Siswa-siswi dipukuli karena mereka berbicara dalam bahasa ibu, bukannya bahasa Inggris atau Perancis, dua bahasa resmi Kanada hingga kini. Pemerintah Kanada telah mengakui adanya pelecehan fisik dan seksual di sekolah-sekolah itu. Situasi itu oleh Komisi Kebenaran dan Rekonsiliasi Kanada disebut sebagai genosida budaya.
Di Iqaluit, Paus meminta maaf dan pengampunan di depan sekitar 2.000 warga pribumi Inuit. ”Saya sangat menyesal dan meminta pengampunan atas kejahatan yang dilakukan oleh tidak sedikit orang Katolik yang berkontribusi pada kebijakan asimilasi budaya di sekolah-sekolah itu,” katanya. Hal serupa juga sudah lebih awal disampaikan Paus saat dia bertemu komunitas pribumi Métis dan First Nations.
Paus mengakui tidak terlintas sedikit pun dalam pikirannya terjadi kejahatan terhadap anak-anak pribumi Kanada. ”Saya memang menggambarkan genosida. Saya memohon pengampunan untuk proses itu, yang merupakan genosida,” katanya dalam wawancara dengan wartawan di dalam penerbangan pulang.
Pemimpin 1,3 miliar penganut Katolik Roma di dunia itu menggunakan kata ”genosida” untuk menggambarkan perlakuan terhadap anak-anak pribumi yang direnggut dari keluarga dan budaya mereka untuk bersekolah di sekolah negeri dan Katolik. ”Mengambil anak-anak, mengubah budaya, mengubah mentalitas, mengubah tradisi, mengubah ras, katakanlah seperti itu, mengubah seluruh budaya,” katanya.

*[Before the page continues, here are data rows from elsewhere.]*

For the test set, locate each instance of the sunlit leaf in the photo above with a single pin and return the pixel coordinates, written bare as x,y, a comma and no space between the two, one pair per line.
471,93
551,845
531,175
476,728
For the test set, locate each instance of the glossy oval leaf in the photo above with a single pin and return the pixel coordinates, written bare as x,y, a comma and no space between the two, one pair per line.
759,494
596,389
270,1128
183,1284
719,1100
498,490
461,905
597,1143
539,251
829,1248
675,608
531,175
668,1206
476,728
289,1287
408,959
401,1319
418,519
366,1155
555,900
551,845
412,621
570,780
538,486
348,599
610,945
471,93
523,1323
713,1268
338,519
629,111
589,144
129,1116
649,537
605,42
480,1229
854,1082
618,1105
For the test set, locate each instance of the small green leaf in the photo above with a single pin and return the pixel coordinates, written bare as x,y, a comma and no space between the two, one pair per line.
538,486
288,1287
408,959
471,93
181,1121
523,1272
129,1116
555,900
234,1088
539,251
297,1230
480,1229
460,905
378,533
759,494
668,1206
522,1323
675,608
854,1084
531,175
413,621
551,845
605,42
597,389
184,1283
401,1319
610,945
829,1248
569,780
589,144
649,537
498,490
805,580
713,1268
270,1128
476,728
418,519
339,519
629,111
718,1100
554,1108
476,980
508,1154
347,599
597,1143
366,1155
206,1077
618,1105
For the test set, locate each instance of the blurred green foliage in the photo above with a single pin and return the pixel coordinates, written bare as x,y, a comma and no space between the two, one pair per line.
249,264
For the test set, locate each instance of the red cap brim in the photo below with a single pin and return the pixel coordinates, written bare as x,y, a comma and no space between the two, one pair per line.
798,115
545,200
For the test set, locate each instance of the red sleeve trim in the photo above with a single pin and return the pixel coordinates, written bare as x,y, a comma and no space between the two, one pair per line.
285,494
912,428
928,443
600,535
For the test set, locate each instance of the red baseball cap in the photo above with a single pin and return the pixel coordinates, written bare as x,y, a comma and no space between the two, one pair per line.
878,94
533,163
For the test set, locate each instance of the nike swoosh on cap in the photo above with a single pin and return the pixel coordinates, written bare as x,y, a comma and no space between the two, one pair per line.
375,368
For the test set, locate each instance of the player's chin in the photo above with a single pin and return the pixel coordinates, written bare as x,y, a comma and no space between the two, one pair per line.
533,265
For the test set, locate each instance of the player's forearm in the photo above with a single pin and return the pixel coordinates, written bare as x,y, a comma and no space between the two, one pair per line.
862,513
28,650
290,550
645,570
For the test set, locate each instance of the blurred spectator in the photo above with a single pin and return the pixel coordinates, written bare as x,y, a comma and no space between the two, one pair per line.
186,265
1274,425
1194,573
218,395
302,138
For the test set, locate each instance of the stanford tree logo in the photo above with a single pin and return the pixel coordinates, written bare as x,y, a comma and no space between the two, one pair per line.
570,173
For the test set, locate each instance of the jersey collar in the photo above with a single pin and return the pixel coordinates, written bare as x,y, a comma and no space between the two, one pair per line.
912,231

Lawatan khusus Paus ke Kanada diharapkan berkontribusi pada proses penyembuhan luka batin dan rekonsiliasi dengan masyarakat adat negara itu. Paus memberi pesan kuat tentang penghormatan terhadap kemanusiaan universal, pemulihan hubungan antarmanusia, dan pemuliaan hidup manusia sesama ciptaan Tuhan tanpa pandang bulu.
Meskipun permintaan maaf Paus Fransiskus disambut sebagian besar masyarakat Kanada, banyak penyintas mengatakan masih banyak pekerjaan yang harus dilakukan untuk rekonsiliasi. Beberapa orang meminta Paus membatalkan Doctrine of Discovery, sebuah konsep hukum publik internasional yang diumumkan Gereja Katolik pada abad ke-15 untuk melegitimasi kolonisasi oleh negara-negara kuat Eropa.
”Doktrin penjajahan ini buruk, tidak adil,” kata penduduk Iqaluit, Evie Kunuk (47). ”Selalu ada bahaya, mentalitas ’kita superior dan penduduk asli tidak penting’. Itu (masalah) serius.” Menurut dia, perlu untuk ”kembali dan membersihkan semua yang salah. Namun, disadari, hari ini masih ada kolonialisme serupa,” katanya, merujuk kasus Rohingya di Myanmar.